Recovery rates depend on the metal but range from about 92% to 99% of the original, and the quality is indistinguishable from mined product, said Zhao Xuan, a manager at the plant. Jingmen is currently processing about 60 tons a day, but has space to ramp up to about 300 tons as the growing EV fleet creates more batteries in need of recycling. The process is energy- and chemicals-intensive, but it requires a fraction of the resources of extracting the material from the ground. As batteries propagate, each city will be an urban mine home to metals waiting to be extracted and reused, he said.
Zhao’s focus on the potential business opportunities ahead from the EV revolution is a sign of how the boom, born out of government subsidies, is now sailing under its own wind due to economics and consumer preferences.

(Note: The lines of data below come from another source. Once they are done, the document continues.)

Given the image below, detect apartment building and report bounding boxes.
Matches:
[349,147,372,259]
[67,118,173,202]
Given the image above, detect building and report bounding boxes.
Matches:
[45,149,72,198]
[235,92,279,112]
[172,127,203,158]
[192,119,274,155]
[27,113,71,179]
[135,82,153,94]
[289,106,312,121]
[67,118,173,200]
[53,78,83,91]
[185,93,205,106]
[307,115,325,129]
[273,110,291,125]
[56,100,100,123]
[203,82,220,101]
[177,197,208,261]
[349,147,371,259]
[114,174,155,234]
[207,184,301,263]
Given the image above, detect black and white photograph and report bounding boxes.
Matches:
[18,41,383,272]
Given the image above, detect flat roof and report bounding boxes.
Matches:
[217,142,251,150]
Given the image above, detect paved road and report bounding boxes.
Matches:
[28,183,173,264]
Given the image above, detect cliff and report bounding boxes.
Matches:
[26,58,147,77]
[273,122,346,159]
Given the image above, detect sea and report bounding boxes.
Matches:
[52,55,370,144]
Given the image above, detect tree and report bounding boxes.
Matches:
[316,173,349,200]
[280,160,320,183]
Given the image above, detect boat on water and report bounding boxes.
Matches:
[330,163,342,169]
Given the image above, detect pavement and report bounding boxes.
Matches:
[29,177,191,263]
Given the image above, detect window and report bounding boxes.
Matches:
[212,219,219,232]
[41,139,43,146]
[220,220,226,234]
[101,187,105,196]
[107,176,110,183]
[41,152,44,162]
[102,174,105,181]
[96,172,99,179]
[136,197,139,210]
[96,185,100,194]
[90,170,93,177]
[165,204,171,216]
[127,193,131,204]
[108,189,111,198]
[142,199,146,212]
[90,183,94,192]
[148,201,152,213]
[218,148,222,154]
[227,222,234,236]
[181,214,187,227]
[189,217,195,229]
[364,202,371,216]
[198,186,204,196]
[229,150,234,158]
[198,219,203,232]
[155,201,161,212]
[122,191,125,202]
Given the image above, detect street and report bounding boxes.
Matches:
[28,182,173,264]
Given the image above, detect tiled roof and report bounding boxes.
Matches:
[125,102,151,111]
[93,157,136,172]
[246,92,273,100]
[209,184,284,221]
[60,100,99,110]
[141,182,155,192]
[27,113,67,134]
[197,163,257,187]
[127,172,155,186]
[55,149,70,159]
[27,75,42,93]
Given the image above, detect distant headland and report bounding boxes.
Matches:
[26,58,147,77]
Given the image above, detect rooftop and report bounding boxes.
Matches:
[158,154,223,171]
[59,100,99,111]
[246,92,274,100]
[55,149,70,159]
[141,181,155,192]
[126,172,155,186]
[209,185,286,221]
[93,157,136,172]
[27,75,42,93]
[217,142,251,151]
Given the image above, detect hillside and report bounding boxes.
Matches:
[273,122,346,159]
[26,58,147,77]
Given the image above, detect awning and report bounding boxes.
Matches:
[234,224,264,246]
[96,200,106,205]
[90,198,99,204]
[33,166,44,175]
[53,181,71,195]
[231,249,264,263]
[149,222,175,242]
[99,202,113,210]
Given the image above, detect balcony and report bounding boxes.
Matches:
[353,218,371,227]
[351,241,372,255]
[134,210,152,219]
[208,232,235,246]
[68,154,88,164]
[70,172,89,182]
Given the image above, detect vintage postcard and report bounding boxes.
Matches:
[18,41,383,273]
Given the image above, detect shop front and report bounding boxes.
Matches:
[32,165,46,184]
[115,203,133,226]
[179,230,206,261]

Anders Hove, a senior researcher at the Oxford Institute for Energy Studies, likens it to the transition from typewriters to word processors. “At some point, a majority of people are going to have that EV experience, and they’re going to look at gasoline cars and say ‘What are you doing? Why are you still driving that old thing?’”
Even so, some experts are cynical about whether peak oil is really here just yet. Giovanni Serio, head of research at Vitol Group, the world’s largest oil trader, is still forecasting the addition of 11 million net gasoline cars in China next year. And he points out that even with EVs accounting for a larger share of sales, it will take time for the fleet to change shape. Still, even he believes that the peak is on its way.
Back in Taishang, there may soon be more converts. A group of elementary school children had gathered around the parked Tesla. One boy squealed as he pushed at the hidden door handle, causing it to pop out. Sun Hesheng loaded a big canvas bag full of tiny hair clips into the back of his mini-truck. He drives the truck about 10,000 kilometers annually shipping the clips, costing him about 8,000 yuan a year. His son told him that the cost could be as low as 1,000 yuan in an EV.
“If the EV experience turns out great for my son,” the elder Sun said, “I would consider swapping my mini-truck for one.”